I was talking to a friend yesterday who was at my Knitting Factory show (THANK YOU if you came!  It was so awesome!  Fantastic sound there and everyone was so great.  I had the best time!), and here’s what she told me:

You are more weird than you think you want to be.

Still pondering what that means to me exactly.

So nice that you’re here today.   The east coast is supposed to be hit with a huge snow storm today.  Guess we’re staying in.

The Knitting Factory courtesy of gina de la Chesnaye

EHP


11. Etiquette

DAY ELEVEN

How are you today?  Are you okay?  I hope so.  Thank you for reading and listening today.  I’m a little blue, but I think I was due for a blue day.  I’ve had some really red ones as of late, so blue isn’t so bad.  This week has been full, so I decided to empty my mind a little and create something in which to put the contents.

Baltimore. Oh, how you are a city I visit sometimes.

Etiquette: There are two separate recordings of people talking here.  One set of recordings is a microphone being hung from a stairwell near a circle of unsuspecting people who were in a living room in Baltimore, taken a few days ago.  Used here, it has been duplicated and the tracks off-set.  The other is a recording of the same group of people, minutes later, with a microphone on the table in front of them.  There was an bit of a change in demeanor and conversation when the latter happened.  Ironically, the topic of discussion in the recordings where the mic was unseen was about social etiquette; but it’s also interesting since it’s not exactly polite to record people without them unknowing.  (Who knows, maybe they knew?)  Hence, the title.  I made them do some hand claps for me.  Even that was a bit uncomfortable for them.  I suppose someone walking into the middle of your conversation requesting hand claps might create an odd vibe.  I had them clap a steady rhythm and then later I cut them up “by hand” into single claps and placed them where I wanted them.
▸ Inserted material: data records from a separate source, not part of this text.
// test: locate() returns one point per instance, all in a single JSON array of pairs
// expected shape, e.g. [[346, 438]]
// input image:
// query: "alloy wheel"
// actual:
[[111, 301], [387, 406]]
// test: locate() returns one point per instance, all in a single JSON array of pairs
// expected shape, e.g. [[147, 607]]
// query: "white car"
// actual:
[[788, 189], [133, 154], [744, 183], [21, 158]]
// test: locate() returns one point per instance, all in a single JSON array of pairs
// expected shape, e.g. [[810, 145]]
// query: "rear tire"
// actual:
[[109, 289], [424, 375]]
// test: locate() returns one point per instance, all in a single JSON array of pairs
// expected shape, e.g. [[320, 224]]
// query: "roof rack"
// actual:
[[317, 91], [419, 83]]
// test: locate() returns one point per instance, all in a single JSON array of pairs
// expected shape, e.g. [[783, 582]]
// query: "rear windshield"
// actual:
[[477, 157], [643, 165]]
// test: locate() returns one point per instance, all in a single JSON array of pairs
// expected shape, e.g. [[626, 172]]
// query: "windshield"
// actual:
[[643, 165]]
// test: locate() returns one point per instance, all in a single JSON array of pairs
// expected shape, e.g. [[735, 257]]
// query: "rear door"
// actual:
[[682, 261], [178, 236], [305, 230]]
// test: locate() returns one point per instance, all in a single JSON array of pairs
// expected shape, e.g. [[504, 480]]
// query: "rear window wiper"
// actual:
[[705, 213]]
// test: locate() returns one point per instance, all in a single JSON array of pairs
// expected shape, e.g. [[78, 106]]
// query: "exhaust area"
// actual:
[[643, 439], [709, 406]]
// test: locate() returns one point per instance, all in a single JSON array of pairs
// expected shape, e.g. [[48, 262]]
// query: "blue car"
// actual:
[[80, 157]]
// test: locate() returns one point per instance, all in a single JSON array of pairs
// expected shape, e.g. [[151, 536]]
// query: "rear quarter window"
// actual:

At Ugly Purple Sweater‘s house I found a thumb piano which I used for this little piece.  I played it for a few minutes and found a melody and progression.  I really like this thumb piano.  I have one of my own, but I like this one better.  I sat in their bathroom on the floor to record this which took about 15 minutes.  I love the overtones of this instrument so much.  I thought of over-dubbing some cello, but just couldn’t do it.  It was so lovely as it was.  A tiny bit effect was used on it, but overall, it’s just as it sounds in real life.

The thumb piano, after stumbling initially, attempts consistency to the end until it’s done, ever traveling, only wavering for a second or so here or there.  The hand claps come in and out, sporadic and random, though for a few seconds they might come together “perfectly” or at least complimentary, each affecting the other: voices affecting harmony, claps affecting rhythm, and sometimes, vice versa if you get distracted listening for it all…

Etiquette



instrumentation: thumb piano, hand claps, Baltimore-people in a blue house.